Daniel Frazão
O trombadinha atravessou a avenida na
faixa de pedestres, todo serelepe, com as mãos prestes a mais um assalto.
Parecia um saci sem cachimbo na boca ou perna amputada. Tinha apenas um
cachecol vermelho para proteger o pescoço do frio daquela manhã de terça-feira,
uma roupa suja no corpo e um sorriso na cara como se seu ilícito fosse quase
uma dádiva.
Acompanhei tudo pelo para-brisas, parado
no farol a poucos metros da cena. O saci se aproximou de um táxi e interpelou o
taxista com uma risada e um chiste antes de mostrar o canivete que guardava sob
o elástico de uma calça de moletom desbotada. Pediu toda a féria que o
motorista acumulara entre o final da madrugada e o início da manhã.
O taxista, por um momento, hesitou em dar
o dinheiro, com a esperança de que o farol verde pudesse salvá-lo, assim como a
coragem de dar um cavalo de pau com o carro e deixar o trombadinha falando
sozinho. Mas o saci talvez tivesse dons que só conhecíamos nas histórias que
nossas avós contavam e parecia até controlar as fases do semáforo, como um
guarda da CET.
Cientes ou não do que ocorria a poucos
metros de seus respectivos narizes, os outros motoristas buzinavam, mais em
protesto pela demora do farol do que pelo cu doce do taxista ou pela insolência
do meliante. Eu, ao contrário dos outros, observava o assalto com toda a
paciência. Torcia para que o bandido se desse bem.
Eu tinha acordado de ovo virado e queria
que o resto do mundo se fodesse – e isso incluía o taxista que eu sequer
conhecia. Além disso, a bem-aventurança do assalto seria uma vitória do
trombadinha em sua causa: roubar dos outros em beneficio próprio, sem distinção
de raça, credo, sexo ou filiação política. E sempre admirei esse tipo de
engajamento.
Tive dó do taxista por alguns instantes,
não vou negar, pela hipótese de perder tanto dinheiro num estalar de dedos, mas
logo me conformei e percebi que essas coisas fazem parte da vida e que eu
poderia ter dado a falta de sorte de estar em seu lugar de vítima. Bastava ter
parado o carro um pouco mais à frente, na primeira fileira depois da faixa de
pedestres.
A hesitação do taxista, por sua vez,
poderia ter feito o saci meter os pés pelas mãos e cumprir a ameaça que existia
na lâmina do canivete. Em uma situação comum, a polícia poderia chegar a
qualquer momento para interromper o crime e colocar o meliante como um bicho no
camburão. Mas apesar de corriqueira, aquela não era uma situação comum. O
trombadinha parecia deter o tempo com um feitiço.

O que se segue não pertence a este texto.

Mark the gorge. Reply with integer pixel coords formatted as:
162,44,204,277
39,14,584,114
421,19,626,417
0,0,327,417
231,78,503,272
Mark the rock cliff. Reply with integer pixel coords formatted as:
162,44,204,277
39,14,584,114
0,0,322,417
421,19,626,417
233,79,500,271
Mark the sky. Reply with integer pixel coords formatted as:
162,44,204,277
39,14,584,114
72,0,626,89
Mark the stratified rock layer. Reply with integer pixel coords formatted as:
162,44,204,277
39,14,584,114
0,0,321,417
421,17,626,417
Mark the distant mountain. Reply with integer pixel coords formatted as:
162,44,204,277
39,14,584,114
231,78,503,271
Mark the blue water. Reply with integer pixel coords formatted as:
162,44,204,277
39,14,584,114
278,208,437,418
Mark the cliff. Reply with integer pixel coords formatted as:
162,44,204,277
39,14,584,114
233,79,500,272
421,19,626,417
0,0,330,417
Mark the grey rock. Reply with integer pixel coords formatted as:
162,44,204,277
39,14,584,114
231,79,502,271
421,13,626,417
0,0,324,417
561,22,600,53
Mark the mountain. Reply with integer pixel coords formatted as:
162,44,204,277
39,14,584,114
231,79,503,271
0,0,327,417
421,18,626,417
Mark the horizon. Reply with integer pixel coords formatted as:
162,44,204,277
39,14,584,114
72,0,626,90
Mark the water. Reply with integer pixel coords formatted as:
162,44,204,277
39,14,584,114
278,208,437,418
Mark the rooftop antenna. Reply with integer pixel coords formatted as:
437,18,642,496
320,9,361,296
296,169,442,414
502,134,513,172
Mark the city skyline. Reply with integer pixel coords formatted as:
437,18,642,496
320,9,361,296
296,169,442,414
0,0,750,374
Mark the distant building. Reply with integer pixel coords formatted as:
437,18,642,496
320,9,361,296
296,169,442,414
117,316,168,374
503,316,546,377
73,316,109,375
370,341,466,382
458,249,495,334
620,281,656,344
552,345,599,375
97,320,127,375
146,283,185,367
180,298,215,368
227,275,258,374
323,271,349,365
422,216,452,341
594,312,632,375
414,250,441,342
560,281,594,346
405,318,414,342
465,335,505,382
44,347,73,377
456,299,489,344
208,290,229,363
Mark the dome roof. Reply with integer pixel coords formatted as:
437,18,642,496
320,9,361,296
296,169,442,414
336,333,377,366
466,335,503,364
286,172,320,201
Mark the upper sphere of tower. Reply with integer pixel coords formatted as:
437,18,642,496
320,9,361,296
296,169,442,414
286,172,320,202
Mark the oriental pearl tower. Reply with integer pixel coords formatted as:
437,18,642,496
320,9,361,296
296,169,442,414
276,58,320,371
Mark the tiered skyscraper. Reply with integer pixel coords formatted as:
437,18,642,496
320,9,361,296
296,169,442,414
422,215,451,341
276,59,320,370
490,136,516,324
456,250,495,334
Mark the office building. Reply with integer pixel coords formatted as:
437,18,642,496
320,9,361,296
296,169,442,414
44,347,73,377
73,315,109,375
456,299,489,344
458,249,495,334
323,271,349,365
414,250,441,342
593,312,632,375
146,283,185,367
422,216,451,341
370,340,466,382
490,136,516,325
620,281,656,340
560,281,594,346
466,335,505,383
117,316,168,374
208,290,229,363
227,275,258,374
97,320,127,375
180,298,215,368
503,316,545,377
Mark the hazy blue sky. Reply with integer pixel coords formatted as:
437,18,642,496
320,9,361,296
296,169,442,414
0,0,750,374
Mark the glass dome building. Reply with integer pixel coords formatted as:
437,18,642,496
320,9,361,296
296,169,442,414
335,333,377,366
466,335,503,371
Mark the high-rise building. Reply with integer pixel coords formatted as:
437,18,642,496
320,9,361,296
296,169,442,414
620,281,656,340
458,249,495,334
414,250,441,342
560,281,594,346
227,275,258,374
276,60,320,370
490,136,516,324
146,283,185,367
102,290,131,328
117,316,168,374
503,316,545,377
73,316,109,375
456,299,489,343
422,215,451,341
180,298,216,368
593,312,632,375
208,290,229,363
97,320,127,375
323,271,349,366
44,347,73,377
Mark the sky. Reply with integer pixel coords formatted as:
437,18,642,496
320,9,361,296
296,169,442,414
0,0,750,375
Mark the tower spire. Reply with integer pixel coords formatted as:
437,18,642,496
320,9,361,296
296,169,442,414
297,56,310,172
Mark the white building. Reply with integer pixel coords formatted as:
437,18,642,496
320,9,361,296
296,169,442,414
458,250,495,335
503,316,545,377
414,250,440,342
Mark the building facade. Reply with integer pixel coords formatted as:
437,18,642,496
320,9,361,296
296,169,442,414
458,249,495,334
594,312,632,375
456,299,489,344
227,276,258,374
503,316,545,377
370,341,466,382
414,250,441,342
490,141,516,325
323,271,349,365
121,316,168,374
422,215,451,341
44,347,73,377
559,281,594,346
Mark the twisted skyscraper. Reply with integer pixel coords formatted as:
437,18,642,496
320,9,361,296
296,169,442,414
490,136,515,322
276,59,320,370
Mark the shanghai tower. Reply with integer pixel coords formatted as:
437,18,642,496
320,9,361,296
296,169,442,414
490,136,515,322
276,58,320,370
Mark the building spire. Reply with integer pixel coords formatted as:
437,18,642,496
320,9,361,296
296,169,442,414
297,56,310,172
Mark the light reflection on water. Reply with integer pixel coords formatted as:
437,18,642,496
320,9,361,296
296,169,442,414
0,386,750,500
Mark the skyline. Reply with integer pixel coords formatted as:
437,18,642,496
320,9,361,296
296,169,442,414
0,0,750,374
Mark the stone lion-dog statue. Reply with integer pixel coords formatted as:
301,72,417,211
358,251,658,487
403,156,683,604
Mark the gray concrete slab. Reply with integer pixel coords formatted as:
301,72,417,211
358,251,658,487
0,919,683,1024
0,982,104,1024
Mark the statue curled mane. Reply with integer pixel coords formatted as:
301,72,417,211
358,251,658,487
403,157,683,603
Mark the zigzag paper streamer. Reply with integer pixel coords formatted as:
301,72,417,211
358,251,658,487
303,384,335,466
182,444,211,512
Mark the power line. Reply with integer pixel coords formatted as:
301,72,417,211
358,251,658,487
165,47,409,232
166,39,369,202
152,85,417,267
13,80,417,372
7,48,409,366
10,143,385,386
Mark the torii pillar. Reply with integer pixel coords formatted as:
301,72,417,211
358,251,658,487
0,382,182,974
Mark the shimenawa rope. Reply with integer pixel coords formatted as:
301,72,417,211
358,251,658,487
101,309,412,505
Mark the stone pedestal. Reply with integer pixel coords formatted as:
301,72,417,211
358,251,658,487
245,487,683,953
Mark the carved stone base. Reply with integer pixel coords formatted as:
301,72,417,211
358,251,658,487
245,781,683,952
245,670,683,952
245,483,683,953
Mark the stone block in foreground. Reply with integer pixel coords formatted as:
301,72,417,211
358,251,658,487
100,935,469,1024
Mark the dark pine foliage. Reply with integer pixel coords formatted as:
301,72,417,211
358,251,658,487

E como num passe de mágica, o taxista
enfim resolveu se desfazer da grana. Tirou um bolo de dinheiro não se sabe de
onde e o entregou ao trombadinha enquanto os carros da avenida transversal
insistiam em passar de forma ininterrupta à sua frente. Ávido diante daquele
tesouro, em notas gordas, médias e magras, o saci abriu um leque com as cédulas
em suas mãos céleres, com dotes de crupiê.
Ao completar o assalto, o trombadinha
voltou a correr no sentido oposto de onde viera e se escafedeu em alguma rua
por dentro do bairro. O taxista respirou fundo com um sentimento de redenção
por sair vivo, o farol abriu e ele acelerou em busca de outros passageiros que
o ajudassem a, pelo menos, diminuir o prejuízo com o roubo. E eu continuei o
caminho para o trabalho, enfrentando o mau humor e a barbeiragem alheia.